Nebula Award Stories 3
- First edition (UK)
- Editor: Roger Zelazny
- Language: English
- Series: Nebula Award Stories
- Genre: Science fiction
- Publisher: Gollancz (UK) Doubleday (US)
- Publication date: 1968
- Publication place: United Kingdom
- Media type: Print (hardcover)
- Pages: 256
- ISBN: 0-575-00163-1
- Preceded by: Nebula Award Stories Two
- Followed by: Nebula Award Stories 4

= Nebula Award Stories 3 =

1968 anthology edited by Roger Zelazny

Nebula Award Stories 3 is an anthology of award-winning science fiction short works edited by American author Roger Zelazny. It was first published in the United Kingdom in hardcover by Gollancz in November 1968. The first American edition was published by Doubleday in December of the same year. Paperback editions followed from Pocket Books in the U.S. in February 1970, and Panther in the UK in November 1970. The American editions carried the variant title Nebula Award Stories Three. The book was more recently reissued by Stealth Press in hardcover in June 2001. It has also been published in German.

==Summary==
The book collects pieces published in 1967 that won or were nominated for the Nebula Awards for novella, novelette and short story for the year 1968, together with two additional short stories and an introduction and afterword by the editor. Not all non-winning pieces nominated for the awards were included.

==Contents==
- "Introduction" (Roger Zelazny)
- "The Cloud-Sculptors of Coral D" [short story] (J. G. Ballard)
- "Pretty Maggie Moneyeyes" [Best Novelette, nominee] (Harlan Ellison)
- "Mirror of Ice" [short story] (Gary Wright)
- "Aye, and Gomorrah ..." [Best Short Story, winner] (Samuel R. Delany)
- "Gonna Roll the Bones" [Best Novelette, winner] (Fritz Leiber)
- "Behold the Man" [Best Novella, winner] (Michael Moorcock)
- "Weyr Search" [Best Novella, nominee] (Anne McCaffrey)
- "Afterword" (Roger Zelazny)

==Reception==
Algis Budrys in Galaxy Magazine takes the editor, who "writes better than most people," to task for an introduction full of "canned-brain cliches," commenting that "[t]his business of making up intros and footnotes and hindnotes last year made Nebula Two's editors ridiculous, and the poetastic aegis is obviously even more powerful than previously suspected, if it could clench this worm of nonsense out of someone with Zelazny's qualities." He is happier with the fictional content: "[t]he stories in his book, thank God, give the lie to the essential sterility of talking about literature," noting that the Delany, Leiber, and Moorcock pieces "did win Nebulas", and the McCaffery, Ballard, Ellison and Wright pieces "were heavily nominated, and clearly had enough stature to win." The last two "might in fact, easily strike you as the best story in the book, either one."
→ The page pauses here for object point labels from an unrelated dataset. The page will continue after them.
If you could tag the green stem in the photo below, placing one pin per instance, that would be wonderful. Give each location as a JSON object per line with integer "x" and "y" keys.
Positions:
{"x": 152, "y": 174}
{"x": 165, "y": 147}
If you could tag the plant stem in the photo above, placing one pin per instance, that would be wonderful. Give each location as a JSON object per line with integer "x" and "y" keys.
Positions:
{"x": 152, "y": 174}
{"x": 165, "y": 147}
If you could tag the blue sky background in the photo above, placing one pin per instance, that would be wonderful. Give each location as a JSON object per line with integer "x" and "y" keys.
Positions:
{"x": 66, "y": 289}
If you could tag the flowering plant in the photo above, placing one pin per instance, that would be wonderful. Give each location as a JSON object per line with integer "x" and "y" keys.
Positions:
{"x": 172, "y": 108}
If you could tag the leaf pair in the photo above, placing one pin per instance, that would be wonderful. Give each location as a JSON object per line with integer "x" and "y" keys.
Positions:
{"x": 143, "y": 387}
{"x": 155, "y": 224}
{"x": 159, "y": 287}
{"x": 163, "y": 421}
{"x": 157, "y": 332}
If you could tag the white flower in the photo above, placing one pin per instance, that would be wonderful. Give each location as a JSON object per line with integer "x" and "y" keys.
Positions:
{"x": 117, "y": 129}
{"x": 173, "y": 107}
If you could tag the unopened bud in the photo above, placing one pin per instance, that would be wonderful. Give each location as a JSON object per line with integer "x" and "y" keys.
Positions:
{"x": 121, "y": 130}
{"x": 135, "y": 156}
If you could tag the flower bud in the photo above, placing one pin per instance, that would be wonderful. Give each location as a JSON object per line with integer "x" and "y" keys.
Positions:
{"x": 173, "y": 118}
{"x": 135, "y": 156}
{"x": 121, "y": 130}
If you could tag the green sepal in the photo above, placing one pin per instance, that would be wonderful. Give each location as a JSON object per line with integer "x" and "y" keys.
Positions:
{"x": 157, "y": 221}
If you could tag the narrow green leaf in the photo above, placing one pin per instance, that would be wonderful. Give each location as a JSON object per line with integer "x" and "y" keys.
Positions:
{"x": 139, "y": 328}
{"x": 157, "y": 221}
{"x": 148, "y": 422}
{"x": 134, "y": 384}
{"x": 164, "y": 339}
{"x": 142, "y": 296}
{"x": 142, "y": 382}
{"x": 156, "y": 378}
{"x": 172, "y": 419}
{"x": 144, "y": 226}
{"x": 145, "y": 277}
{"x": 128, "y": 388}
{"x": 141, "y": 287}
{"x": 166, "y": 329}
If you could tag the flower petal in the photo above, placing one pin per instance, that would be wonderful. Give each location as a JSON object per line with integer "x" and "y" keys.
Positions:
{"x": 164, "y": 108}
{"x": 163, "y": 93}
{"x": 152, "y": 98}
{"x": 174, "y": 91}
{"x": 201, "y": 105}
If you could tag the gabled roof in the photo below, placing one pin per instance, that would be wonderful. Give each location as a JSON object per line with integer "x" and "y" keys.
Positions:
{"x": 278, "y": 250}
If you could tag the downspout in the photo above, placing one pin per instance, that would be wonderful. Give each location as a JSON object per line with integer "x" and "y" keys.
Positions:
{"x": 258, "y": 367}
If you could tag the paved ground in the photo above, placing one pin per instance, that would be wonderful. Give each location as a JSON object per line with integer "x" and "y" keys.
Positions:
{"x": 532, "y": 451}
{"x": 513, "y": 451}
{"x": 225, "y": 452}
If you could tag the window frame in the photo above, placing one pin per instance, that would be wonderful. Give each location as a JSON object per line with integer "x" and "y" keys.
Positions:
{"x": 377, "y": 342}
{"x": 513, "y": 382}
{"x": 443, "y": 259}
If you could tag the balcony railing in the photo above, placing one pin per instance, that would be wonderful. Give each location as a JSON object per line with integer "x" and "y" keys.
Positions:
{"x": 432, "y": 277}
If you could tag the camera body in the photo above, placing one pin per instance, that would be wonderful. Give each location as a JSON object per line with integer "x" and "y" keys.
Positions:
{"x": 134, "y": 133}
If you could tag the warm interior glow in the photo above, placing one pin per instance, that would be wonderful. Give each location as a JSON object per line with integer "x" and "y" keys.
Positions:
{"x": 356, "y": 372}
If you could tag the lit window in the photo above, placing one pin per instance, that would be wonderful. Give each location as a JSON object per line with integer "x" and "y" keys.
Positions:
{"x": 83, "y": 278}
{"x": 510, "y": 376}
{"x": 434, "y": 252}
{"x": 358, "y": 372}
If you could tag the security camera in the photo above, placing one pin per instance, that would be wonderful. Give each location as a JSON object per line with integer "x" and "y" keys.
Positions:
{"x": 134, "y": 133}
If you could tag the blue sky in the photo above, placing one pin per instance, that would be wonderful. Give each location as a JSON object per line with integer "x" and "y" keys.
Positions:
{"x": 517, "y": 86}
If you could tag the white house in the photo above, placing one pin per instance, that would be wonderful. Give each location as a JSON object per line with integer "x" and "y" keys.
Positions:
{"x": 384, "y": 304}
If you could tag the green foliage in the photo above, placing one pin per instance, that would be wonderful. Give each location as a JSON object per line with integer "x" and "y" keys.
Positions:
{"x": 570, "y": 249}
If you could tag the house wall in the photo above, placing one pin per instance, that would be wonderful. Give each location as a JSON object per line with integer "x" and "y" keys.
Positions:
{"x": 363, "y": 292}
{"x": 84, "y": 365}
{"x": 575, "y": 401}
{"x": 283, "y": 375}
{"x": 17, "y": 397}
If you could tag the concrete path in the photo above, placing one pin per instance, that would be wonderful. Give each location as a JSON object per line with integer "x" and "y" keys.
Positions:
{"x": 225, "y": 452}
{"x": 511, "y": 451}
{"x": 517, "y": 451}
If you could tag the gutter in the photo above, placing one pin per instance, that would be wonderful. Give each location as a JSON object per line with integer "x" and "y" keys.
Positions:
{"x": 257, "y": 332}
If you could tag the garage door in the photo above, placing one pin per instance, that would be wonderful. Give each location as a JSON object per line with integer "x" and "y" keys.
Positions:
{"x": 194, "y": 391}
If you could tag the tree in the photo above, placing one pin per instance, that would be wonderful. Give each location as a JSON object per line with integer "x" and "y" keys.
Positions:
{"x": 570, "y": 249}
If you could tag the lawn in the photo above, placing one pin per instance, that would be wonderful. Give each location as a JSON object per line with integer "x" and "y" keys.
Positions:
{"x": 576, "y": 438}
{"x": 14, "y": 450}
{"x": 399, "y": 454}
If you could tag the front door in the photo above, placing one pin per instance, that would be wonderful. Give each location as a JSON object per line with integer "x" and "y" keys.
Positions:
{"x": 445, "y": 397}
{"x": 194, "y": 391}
P. Schuyler Miller in Analog Science Fiction/Science Fact also praises the stories, calling the Moorcock and Delany pieces "excellent off-track science fiction", with the former "a strange and powerful time-travel story" and the latter "written with the understanding and good taste that you always get from Delany." He singles out the Wright piece as "an excellent—and rare—future sport story" of "powered one-man sledding as a cruel, soul-destroying 'sport' of the future [that] will convince you that a good mechanic could build one of the sleds tomorrow." The other stories are characterized briefly. Miller notes that the McCaffrey piece, in addition to being a Nebula runner-up, had won the Hugo Award; the Leiber piece is dismissed as fantasy, as are the "other runner-ups", which he feels are "well done but not Analog fodder."

The anthology was also reviewed by Bruce Gillespie in SF Commentary #4, 1969 (reprinted in SF Commentary Reprint Edition: First Year 1969, 1982); it was also reviewed by Gordon Johnson in Vector 52, Winter/Spring 1969.